Are the skies brighter now for travel stocks?
Travel stocks could be poised for a significant uplift in earnings and even a return to dividends as the health pandemic abates.
Despite a hit to their bottom line from the health pandemic, Qantas and Flight Centre are poised for a relatively solid outlook as consumer demand grows for travel and international borders continue to ease.
The recent reporting season did reveal a significant fall in fiscal 2022 profit for both businesses. Qantas delivered a $1.9 billion pre-tax loss – significantly worse than Morningstar’s forecast of $1.5 billion while underlying losses before interest, tax, depreciation and amortisation (EBITDA) for Flight Centre was $183 million, less than half of its $338 million from the previous year.
The fiscal 2022 period for these businesses was of course heavily impacted by lockdowns and international and domestic border restrictions which significantly dampened travel demand.
However, institutional investors and our own Morningstar’s analysts Angus Hewitt and Brian Han are positive on the outlook for both Qantas and Flight Centre.
“We think Qantas will capitalise on recovering travel demand, and we continue to forecast the airline returning to profitability in fiscal 2023,” Hewitt says.
For Han, Flight Centre is “firmly on the recovery path”
Equally Tribeca Investment Partners portfolio Jun Bei Liu sees a brighter outlook underpinned by strong demand for travel adding that domestic travel has now been elevated to pre covid numbers growing around 10 – 20%. She also believes that international travel will also continue to track upwards to match the equally strong domestic demand, particularly as more countries such as Singapore ease their border restrictions.
“Both Qantas and Flight Centre have a strong pipeline of growth following pent up demand from a consumer who has been in prolonged lockdown. There is a real ‘Get out of the house’ mentality and this will feed into strong demand for travel,” Liu says.
A return to dividends?
It seemed it was a tale of two halves for Flight Centre. On Han’s assessment, the corporate unit’s return to profitability is kickstarting the turnaround for the business. It posted a $43 million second half EBITDA, from a loss of $30 million in the first half and an $80 million loss in fiscal 2021.
“A return in business travel is coinciding with continuing account wins,” Han says, noting that the leisure unit continues to lag. However, its second-half underlying EBITDA loss of $25 million is “a big improvement” on the $155 million loss in the first half.
“Airline capacity constraints and border restrictions continue to hamper leisure volumes, but pent-up demand is palpable (especially during school holidays),” Han says.
A lack of dividends typified the fiscal results for both businesses. However, the surprise for Qantas was the announcement of a $400m on-market buyback. For Hewitt, the buyback is accretive to Morningstar’s valuation - shares currently trading at a discount to fair value.

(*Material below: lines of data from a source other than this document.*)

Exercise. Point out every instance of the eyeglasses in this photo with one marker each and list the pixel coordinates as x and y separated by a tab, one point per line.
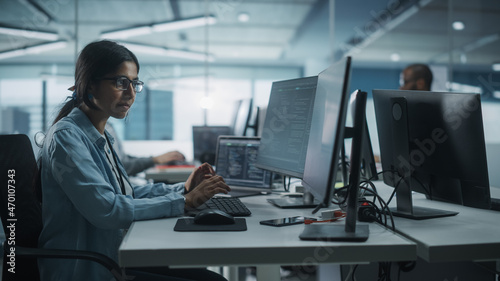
122	83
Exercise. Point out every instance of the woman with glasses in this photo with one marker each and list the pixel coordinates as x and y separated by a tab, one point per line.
87	199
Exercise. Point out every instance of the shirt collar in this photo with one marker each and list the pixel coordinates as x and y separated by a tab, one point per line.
81	119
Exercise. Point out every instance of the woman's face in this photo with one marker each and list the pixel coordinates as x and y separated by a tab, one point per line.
112	101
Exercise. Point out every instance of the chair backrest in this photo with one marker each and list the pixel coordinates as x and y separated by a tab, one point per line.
19	208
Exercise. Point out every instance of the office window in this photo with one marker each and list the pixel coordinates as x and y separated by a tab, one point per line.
151	116
20	105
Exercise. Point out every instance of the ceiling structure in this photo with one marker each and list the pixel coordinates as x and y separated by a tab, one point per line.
276	32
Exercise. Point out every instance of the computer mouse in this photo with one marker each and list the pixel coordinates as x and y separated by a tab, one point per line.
213	217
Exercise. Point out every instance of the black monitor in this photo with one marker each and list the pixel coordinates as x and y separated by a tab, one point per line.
325	144
285	133
205	142
368	166
433	142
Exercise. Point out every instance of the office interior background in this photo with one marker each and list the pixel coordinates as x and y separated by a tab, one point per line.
200	57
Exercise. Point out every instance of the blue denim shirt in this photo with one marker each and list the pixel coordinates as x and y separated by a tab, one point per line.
83	206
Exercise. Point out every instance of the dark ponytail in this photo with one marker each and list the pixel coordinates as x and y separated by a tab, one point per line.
95	61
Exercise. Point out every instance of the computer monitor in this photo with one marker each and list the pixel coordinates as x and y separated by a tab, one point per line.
285	133
243	117
368	166
433	143
326	137
205	142
235	162
325	145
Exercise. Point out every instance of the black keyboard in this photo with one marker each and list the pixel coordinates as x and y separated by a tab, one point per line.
230	205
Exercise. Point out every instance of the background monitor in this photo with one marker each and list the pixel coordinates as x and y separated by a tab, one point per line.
435	141
205	142
368	166
235	162
326	137
285	133
244	118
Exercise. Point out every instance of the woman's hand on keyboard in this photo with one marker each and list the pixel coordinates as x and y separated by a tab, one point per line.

He also believes that Qantas' balance sheet strength is sufficient to support a return to dividends in fiscal 2023.
For Flight Centre, Han would like to see its dividends reinstated and expects this will happen in the second half of fiscal 2023.
Qantas has been marred by travel delays, lost luggage, and staff shortages – its CEO Alan Joyce even calling on his executives to work temporarily as baggage handlers.
Liu says staff shortages have been a big challenge for all sectors and not just unique to the travel sector. She expects this will continue.
According to Liu, consumers will also continue to tap into their “elevated savings” thanks to government stimulus provided through the pandemic and this should continue to support this demand for travel at least for the medium term.
However, consumers confront inflationary pressures with steep rises in grocery prices as well as rising mortgage repayments. For Liu consumers will become increasingly cost conscious as they watch their budgets, and this will be a ‘headwind’ for travel stocks in 12 months’ time.
For Han, Flight Centre is well equipped to navigate the likely bumpy road to full recovery and is now generating positive operating cash flow - $40 million in the June 2022 quarter. With $697 million in available liquidity, Han also highlights that management is tentatively discussed investing in future growth (for example, acquisitions) and capital management.
Qantas is also on the path to recovery. The airline is now in cash-positive territory with a balance sheet in good condition.
“We expect the firm to quickly deleverage over coming years on improving earnings,” Hewitt says.